A collapsed heart arrives one postponed prayer at a time.
This is not a sequel of my earlier essay with the same title. It is substantially different from the first post. Which appeared in this site almost a year ago.
The Quran mentions *qalb* (heart) 132 times. But *qalb* is not merely the physical organ. In Arabic, it is the seat of thought, feeling, perception, and will at once—a unity that English usually divides into "mind" and "heart." It is the faculty through which a person perceives reality and settles what he loves. The word itself comes from a root meaning "to turn" or "to overturn," suggesting something never fixed but always in motion. Even the familiar invocation, "O Turner of Hearts," rests on this understanding: the heart is something that turns, and with it, the whole person.
I have long been fascinated by words like *qalb* and the Bengali *mon*—words that seem to name an inner life English often has to describe with several different terms.
*Age Is a Clock in Reverse* remains my favorite title. Since first posting this essay ten months ago, I found myself returning to it again and again. I initially thought I was writing a sequel; it gradually became an addendum, and eventually a complete reworking of the original. I suspect I will return to it again.

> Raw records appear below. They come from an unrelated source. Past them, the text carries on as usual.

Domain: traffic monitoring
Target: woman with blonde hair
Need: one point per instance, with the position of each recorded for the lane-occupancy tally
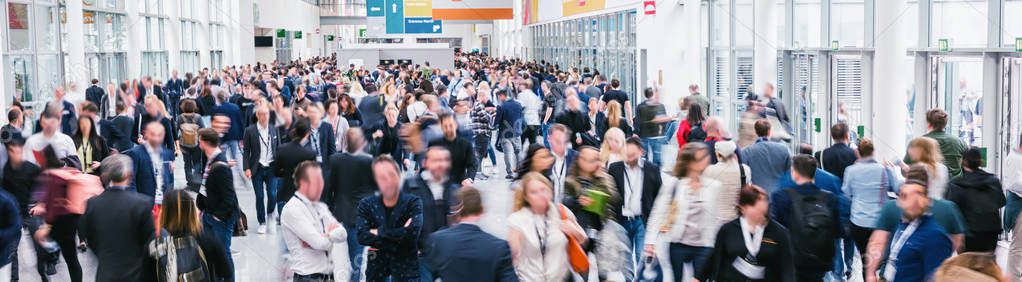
(180, 229)
(612, 149)
(539, 231)
(684, 222)
(926, 150)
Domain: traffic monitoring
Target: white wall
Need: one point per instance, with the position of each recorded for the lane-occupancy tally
(291, 15)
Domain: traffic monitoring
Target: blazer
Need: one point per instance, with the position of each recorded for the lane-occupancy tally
(252, 144)
(287, 158)
(397, 246)
(347, 182)
(118, 226)
(327, 141)
(434, 213)
(465, 252)
(651, 183)
(221, 200)
(144, 176)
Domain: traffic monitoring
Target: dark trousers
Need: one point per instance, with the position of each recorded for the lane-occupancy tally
(264, 182)
(222, 229)
(861, 235)
(64, 233)
(682, 253)
(802, 275)
(42, 256)
(981, 241)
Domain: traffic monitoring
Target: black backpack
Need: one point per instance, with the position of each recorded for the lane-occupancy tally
(811, 224)
(189, 261)
(697, 134)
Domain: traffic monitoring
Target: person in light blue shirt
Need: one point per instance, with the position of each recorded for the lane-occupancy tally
(866, 184)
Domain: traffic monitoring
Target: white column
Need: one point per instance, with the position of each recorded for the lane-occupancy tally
(765, 43)
(889, 109)
(78, 71)
(136, 38)
(174, 40)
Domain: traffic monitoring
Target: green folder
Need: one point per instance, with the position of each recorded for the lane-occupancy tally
(599, 205)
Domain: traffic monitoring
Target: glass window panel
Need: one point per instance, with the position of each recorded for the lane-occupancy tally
(1012, 26)
(46, 28)
(847, 22)
(744, 20)
(807, 24)
(18, 27)
(963, 21)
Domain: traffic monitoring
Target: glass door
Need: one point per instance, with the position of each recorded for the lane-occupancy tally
(958, 83)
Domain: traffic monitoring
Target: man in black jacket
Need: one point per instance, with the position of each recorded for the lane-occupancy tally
(217, 197)
(436, 191)
(288, 156)
(261, 144)
(118, 225)
(347, 182)
(639, 182)
(465, 252)
(95, 95)
(463, 166)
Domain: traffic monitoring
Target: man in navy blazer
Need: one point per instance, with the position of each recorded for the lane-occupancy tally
(465, 252)
(148, 180)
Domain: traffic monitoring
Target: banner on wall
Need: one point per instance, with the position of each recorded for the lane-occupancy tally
(474, 9)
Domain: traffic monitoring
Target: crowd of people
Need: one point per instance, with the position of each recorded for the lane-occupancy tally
(378, 175)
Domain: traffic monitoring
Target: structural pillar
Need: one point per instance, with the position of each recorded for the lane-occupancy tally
(77, 71)
(764, 69)
(889, 105)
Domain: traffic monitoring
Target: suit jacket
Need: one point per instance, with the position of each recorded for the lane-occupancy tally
(221, 200)
(397, 246)
(118, 226)
(95, 94)
(253, 146)
(145, 181)
(287, 158)
(651, 183)
(349, 181)
(465, 252)
(327, 141)
(434, 213)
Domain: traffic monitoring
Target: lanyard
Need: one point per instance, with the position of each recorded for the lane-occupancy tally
(899, 239)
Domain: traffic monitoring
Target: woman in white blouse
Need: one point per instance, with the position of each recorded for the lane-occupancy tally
(730, 173)
(684, 222)
(538, 236)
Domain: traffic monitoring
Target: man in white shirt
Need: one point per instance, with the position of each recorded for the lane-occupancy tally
(309, 229)
(563, 157)
(50, 135)
(530, 104)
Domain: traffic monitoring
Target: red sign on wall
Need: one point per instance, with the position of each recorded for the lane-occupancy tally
(649, 7)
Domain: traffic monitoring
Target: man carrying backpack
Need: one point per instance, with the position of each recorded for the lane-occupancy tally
(811, 216)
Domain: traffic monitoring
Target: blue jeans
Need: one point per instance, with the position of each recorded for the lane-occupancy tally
(636, 230)
(682, 253)
(263, 179)
(355, 251)
(222, 230)
(653, 148)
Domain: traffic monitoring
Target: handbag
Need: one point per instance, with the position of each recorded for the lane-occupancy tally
(576, 255)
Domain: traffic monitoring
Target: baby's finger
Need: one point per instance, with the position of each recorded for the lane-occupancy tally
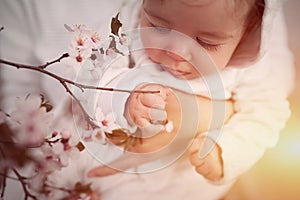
(153, 101)
(157, 115)
(163, 91)
(142, 122)
(151, 130)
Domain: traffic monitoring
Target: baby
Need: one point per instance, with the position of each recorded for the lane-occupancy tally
(257, 79)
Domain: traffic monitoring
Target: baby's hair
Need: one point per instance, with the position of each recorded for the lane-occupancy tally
(255, 15)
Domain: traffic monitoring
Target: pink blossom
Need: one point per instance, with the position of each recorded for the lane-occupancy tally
(105, 122)
(33, 122)
(2, 117)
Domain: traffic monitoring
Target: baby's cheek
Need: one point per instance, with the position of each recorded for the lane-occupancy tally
(155, 55)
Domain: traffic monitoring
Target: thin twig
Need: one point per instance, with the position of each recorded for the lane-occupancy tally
(3, 182)
(5, 172)
(24, 185)
(10, 177)
(64, 82)
(65, 55)
(86, 115)
(59, 188)
(61, 79)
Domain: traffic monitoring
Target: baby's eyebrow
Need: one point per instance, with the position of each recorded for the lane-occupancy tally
(155, 16)
(220, 35)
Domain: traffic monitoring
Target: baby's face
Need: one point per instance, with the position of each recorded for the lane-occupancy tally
(213, 24)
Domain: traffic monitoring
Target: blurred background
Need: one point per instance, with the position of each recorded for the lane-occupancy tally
(277, 175)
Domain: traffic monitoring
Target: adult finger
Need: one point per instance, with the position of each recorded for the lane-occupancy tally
(153, 101)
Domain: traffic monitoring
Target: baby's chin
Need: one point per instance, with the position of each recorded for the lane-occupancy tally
(180, 74)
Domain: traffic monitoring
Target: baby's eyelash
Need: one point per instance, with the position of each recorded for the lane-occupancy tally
(160, 29)
(209, 47)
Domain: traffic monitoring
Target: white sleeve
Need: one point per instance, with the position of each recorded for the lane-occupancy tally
(260, 102)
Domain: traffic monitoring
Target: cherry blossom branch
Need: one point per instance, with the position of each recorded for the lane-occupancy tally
(24, 185)
(65, 55)
(4, 174)
(64, 80)
(10, 177)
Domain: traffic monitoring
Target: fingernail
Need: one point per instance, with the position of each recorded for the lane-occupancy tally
(91, 174)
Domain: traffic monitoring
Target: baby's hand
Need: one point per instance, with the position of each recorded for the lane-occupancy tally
(146, 109)
(211, 165)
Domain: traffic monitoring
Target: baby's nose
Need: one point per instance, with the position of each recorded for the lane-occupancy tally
(179, 52)
(175, 56)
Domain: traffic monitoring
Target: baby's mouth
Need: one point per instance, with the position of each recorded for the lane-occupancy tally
(174, 72)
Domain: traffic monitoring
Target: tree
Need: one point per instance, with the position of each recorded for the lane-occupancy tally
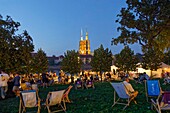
(102, 60)
(126, 60)
(152, 59)
(71, 62)
(40, 62)
(15, 49)
(146, 22)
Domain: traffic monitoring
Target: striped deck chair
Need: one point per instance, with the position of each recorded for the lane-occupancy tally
(66, 93)
(55, 99)
(162, 103)
(152, 88)
(29, 99)
(120, 90)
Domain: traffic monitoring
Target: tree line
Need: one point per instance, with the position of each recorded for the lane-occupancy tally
(16, 50)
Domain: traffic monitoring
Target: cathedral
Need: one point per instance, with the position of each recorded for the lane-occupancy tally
(84, 51)
(84, 45)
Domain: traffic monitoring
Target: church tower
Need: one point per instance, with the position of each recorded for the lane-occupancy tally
(84, 45)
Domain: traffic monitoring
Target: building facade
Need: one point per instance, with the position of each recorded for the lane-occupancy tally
(85, 52)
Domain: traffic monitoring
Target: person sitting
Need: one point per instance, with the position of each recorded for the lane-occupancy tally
(129, 89)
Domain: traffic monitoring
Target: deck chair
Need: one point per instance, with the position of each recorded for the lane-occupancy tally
(55, 98)
(89, 84)
(66, 93)
(78, 84)
(152, 89)
(164, 104)
(120, 90)
(29, 99)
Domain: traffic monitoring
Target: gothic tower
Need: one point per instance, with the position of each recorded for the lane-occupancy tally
(84, 45)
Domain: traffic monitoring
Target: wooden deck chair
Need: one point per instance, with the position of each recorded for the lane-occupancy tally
(162, 105)
(152, 89)
(120, 90)
(29, 99)
(66, 93)
(55, 98)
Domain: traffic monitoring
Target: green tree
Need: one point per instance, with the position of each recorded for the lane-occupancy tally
(126, 60)
(102, 60)
(146, 22)
(71, 62)
(152, 59)
(15, 49)
(40, 62)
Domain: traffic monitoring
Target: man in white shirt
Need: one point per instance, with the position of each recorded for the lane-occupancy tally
(3, 84)
(129, 89)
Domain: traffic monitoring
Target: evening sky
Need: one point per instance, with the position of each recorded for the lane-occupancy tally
(55, 25)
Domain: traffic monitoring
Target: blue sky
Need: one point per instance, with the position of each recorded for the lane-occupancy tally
(55, 25)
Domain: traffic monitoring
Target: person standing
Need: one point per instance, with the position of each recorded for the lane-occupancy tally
(44, 80)
(3, 83)
(16, 82)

On that typical summer morning, when you woke, the sun seemed not to have moved since the day before, as if it too had stopped counting. Everyone else still dreamed. With half-shut eyes you floated barefoot to the restroom, and the face waiting in the mirror was older than the one you had fallen asleep inside. You squinted, asking the glass to take it back. The glass held. A number you had never been shown was running down behind the reflection, and had been running down for years, while you went on believing you were adding to yourself. Somewhere underneath that, the breath had already started coming harder.

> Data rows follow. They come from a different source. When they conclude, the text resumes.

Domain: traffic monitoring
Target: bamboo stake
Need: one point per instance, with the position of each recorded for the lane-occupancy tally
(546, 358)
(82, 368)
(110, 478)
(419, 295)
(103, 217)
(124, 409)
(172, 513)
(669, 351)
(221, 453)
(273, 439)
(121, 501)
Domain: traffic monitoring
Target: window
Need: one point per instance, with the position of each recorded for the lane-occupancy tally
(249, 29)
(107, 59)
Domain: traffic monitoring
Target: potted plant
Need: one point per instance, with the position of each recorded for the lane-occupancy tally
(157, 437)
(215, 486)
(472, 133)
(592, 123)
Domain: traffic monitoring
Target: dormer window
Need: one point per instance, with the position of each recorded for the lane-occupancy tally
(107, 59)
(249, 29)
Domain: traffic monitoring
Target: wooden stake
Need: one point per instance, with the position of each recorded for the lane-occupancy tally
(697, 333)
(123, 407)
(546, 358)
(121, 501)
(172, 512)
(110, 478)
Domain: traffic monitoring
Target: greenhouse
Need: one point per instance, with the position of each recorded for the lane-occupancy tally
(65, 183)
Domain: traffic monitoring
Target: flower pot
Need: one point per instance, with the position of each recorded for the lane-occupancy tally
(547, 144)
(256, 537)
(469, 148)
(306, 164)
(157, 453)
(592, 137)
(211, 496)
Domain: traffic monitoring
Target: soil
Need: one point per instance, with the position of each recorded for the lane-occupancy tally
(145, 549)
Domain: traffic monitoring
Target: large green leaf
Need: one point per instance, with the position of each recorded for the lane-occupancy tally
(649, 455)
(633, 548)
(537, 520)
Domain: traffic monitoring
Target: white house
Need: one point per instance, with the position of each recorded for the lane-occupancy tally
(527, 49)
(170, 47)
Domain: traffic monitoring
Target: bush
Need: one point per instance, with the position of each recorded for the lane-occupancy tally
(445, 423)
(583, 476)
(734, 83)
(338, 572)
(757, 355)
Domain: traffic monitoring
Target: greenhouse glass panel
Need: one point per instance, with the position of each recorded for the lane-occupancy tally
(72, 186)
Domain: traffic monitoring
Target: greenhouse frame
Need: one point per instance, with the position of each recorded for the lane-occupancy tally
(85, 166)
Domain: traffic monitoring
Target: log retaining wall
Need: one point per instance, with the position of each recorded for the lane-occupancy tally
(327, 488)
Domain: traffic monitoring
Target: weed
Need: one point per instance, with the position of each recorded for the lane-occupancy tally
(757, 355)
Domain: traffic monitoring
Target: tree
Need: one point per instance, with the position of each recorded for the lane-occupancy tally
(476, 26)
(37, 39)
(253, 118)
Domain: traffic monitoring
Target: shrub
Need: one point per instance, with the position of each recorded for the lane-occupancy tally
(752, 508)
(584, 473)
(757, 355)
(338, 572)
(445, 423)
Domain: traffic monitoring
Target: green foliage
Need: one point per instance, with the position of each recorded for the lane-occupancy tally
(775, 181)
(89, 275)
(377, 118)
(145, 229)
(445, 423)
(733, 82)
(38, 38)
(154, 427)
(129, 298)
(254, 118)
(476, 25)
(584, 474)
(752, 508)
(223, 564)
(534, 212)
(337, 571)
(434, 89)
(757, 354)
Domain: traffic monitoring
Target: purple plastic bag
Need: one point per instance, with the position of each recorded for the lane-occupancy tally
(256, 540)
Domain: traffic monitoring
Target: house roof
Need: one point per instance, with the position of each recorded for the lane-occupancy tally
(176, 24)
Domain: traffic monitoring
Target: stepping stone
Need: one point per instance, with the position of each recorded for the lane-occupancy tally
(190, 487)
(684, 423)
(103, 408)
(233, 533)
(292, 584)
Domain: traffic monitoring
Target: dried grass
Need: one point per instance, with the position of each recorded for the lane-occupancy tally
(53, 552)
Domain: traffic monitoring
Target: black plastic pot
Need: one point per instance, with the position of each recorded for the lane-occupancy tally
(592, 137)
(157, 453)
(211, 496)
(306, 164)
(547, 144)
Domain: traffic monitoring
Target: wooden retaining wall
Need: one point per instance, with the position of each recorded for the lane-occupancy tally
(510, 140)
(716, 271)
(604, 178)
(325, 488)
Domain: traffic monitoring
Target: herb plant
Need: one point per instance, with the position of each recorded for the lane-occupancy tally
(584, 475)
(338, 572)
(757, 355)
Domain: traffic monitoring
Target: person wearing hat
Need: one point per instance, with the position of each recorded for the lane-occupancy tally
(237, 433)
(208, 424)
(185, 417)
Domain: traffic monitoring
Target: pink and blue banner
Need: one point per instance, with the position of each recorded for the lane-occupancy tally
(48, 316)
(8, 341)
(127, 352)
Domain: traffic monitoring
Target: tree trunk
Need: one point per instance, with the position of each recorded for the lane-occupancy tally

A knock trembled at the door, faint, and for a moment sound and sight came loose from each other. You had been here before—yesterday, or years ago; the clock that should have told you refused. You reached for where you were and found no floor under the question. Even the silence throbbed, pressing on the chest, and you shut your eyes against it, the way a child shuts his eyes and trusts the dark to answer. From the dark a voice came, almost yours but standing a little apart: Why does it matter where you are? You wanted to say that a person has to know the when and the where of himself to stay a person at all. The voice was easy to argue with. You could not make the words rise.

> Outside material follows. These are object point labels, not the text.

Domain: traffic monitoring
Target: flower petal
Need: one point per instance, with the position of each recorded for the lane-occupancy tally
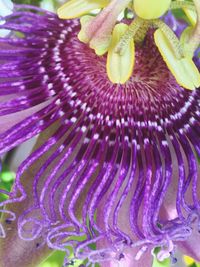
(78, 8)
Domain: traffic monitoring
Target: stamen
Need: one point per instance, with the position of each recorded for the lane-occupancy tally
(172, 38)
(151, 9)
(131, 31)
(194, 41)
(120, 67)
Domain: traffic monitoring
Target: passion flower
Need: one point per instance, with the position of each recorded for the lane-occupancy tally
(116, 172)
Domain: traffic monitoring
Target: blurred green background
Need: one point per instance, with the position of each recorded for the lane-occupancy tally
(7, 177)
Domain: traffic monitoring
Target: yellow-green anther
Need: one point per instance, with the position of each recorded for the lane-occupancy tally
(184, 69)
(171, 36)
(97, 32)
(151, 9)
(189, 9)
(120, 67)
(129, 34)
(77, 8)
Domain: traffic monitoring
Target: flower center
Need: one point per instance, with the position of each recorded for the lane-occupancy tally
(105, 35)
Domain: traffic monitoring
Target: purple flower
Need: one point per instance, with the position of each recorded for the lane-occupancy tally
(116, 165)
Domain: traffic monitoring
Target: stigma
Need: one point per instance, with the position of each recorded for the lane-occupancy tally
(116, 27)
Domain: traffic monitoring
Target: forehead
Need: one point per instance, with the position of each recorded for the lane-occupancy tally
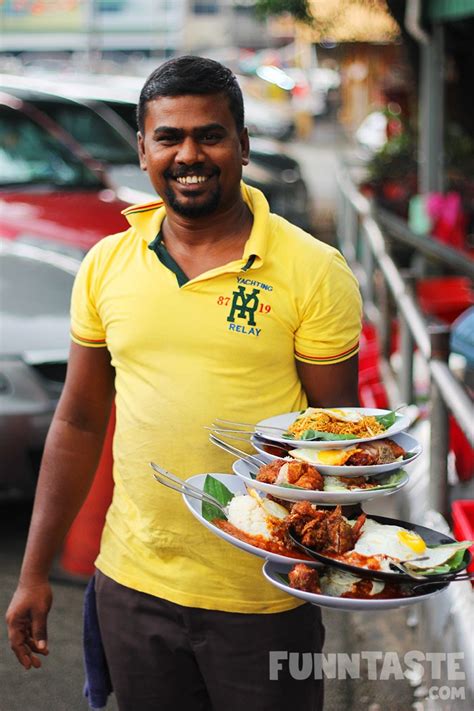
(188, 111)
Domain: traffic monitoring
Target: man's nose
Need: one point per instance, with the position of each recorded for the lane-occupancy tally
(190, 151)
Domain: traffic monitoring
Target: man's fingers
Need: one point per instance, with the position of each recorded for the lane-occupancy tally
(39, 645)
(39, 635)
(25, 656)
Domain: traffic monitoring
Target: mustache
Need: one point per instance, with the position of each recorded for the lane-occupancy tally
(196, 169)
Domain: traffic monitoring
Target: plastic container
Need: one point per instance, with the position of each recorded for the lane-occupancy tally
(463, 524)
(445, 297)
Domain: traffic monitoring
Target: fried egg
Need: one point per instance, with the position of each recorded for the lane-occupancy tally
(394, 541)
(403, 545)
(329, 457)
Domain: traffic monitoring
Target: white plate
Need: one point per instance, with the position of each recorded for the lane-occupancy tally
(401, 423)
(409, 444)
(271, 571)
(237, 486)
(242, 469)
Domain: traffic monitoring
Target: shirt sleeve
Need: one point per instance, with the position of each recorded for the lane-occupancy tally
(86, 325)
(330, 327)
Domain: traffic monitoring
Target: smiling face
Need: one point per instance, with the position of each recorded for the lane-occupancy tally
(193, 153)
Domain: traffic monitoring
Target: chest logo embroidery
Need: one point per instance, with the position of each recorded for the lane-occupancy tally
(244, 305)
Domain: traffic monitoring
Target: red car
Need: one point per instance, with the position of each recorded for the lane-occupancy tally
(54, 205)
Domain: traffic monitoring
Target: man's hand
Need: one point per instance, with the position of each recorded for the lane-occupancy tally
(26, 622)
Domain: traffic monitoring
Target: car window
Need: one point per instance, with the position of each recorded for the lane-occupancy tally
(100, 139)
(29, 154)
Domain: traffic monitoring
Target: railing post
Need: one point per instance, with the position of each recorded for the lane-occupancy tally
(407, 347)
(368, 265)
(349, 238)
(439, 426)
(385, 319)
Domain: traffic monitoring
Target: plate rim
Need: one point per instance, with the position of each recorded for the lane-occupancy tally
(348, 604)
(270, 489)
(384, 575)
(247, 547)
(327, 445)
(342, 470)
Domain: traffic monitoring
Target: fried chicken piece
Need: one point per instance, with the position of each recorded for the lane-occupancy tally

You were a man of routines and good standing, and that morning your body simply went out from under you—severe dehydration, the doctors said, once there were doctors, once there was a room and people leaning over it. How could such a thing be? The question went around and around, a Ferris wheel turning in fog. Your elbow was bruised, blood had dried across one eyebrow, and the body's small complaints reached you faintly, from far off. Lucky, they said. Could have been worse, at your age. The words drifted past. The body can take years of neglect and keep its feet; it was the other thing that had failed—the qalb, where thought and feeling are still one movement. Yours had gone dry long before your body did. Holding off that emptiness had cost you everything you had. Then nothing. That was the last thing you clearly remember.
The trouble was not that you had wandered. It was that every answer you trusted sent you back into the same cage. You searched it faithfully until the searching itself became another habit.
To go looking is to claim that you know what you have lost.
Meanwhile, what had gone missing waited somewhere beyond the questions you knew how to ask.